November 29, 2011 12:20:09 PM PST
No matter where he is, it seems in every stump speech, Gov. Rick Perry always stresses the abundance of jobs in our state. No where in Texas is that more evident than along the Eagle Ford Shale in southwest Texas, where the jobs are flowing because of what lies beneath the earth.

Kathy and Joe Moore's home in the town of George West, Texas might not seem unusual at first -- pictures on the walls, a welcome sign at the front door. They've lived there for 18 months.

"We checked in in April 2010 and we haven't checked out," Joe Moore said.

That's right -- their home is a hotel room at the Best Western and they love it.

"We've just made ourselves part of this wonderful town," Kathy Moore said.

The Moores moved here to the tiny town of George West because of the oil and gas boom. And they're not alone. So many have gone there because it's easier to find a job than a place to live.

"In this town, if you want to work, you can work," said Brenda Gloria with Ameritech.

Gloria moved to South Texas with her husband. He works on an oil rig. She manages a roadside temporary housing camp built just for roughnecks.

"There's four men in most of these trailers," Gloria said.

She says every where you go, you find other transplants who came to this string of small South Texas towns for the work.

"I came down here just like everybody else with the oil field," Gloria said.

That oil field is called the Eagle Ford Shale. It stretches throughout most of southern Texas, producing both natural gas and oil. And it's not like this is some short-term boom; some analysts suggest that Eagle Ford could be producing energy and providing jobs for decades.

"The potential supply numbers are really spectacular," said Bob Tippee.

Tippee is the editor of the Oil and Gas Journal.
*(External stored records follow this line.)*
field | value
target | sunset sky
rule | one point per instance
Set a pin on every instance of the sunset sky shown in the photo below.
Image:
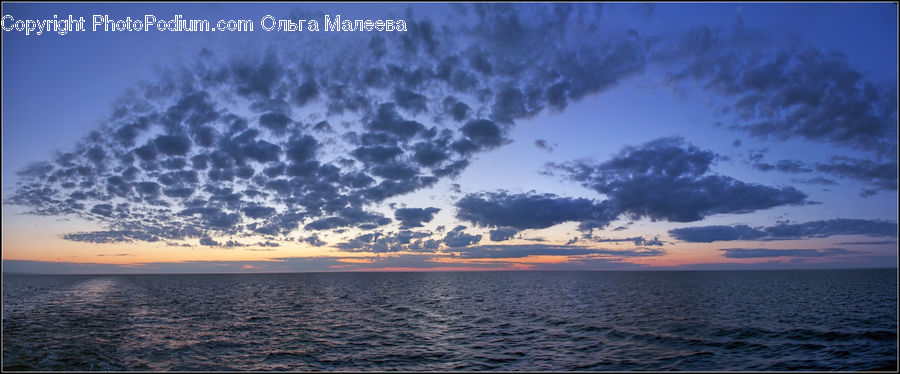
(485, 137)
He says the Eagle Ford Shale is exploiting a newer kind of technology that allows for exploration that wasn't possible to this degree in years past.

"You have to manufacture permability in the rock that nature didn't provide," Tippee said.

Here's a simplified version of how it works: After the drill is lowered into the shale vertically, the well-bore is turned and the drilling begins horizontally. Then a mixture of water, sand and chemcials is blasted at high pressure into the rock, creating small cracks, so that gas or oil can flow through the cracks and into the well.

It means a new source of domestic production and jobs.

Matthew Matheson moved there and found two of them -- one on a rig and one doing welding work for the construction companies benefitting from the play.

"Is it hard to find work?" we asked him.

"No not at all," he said.

Drive the highways and you'll see the hiring signs nearly everywhere, lots of jobs, lots of energy. And a lot more time in a temporary home for thousands of people like Joe and Kathy Moore.

"You're not gonna see a bust here for quite some time," Joe Moore said.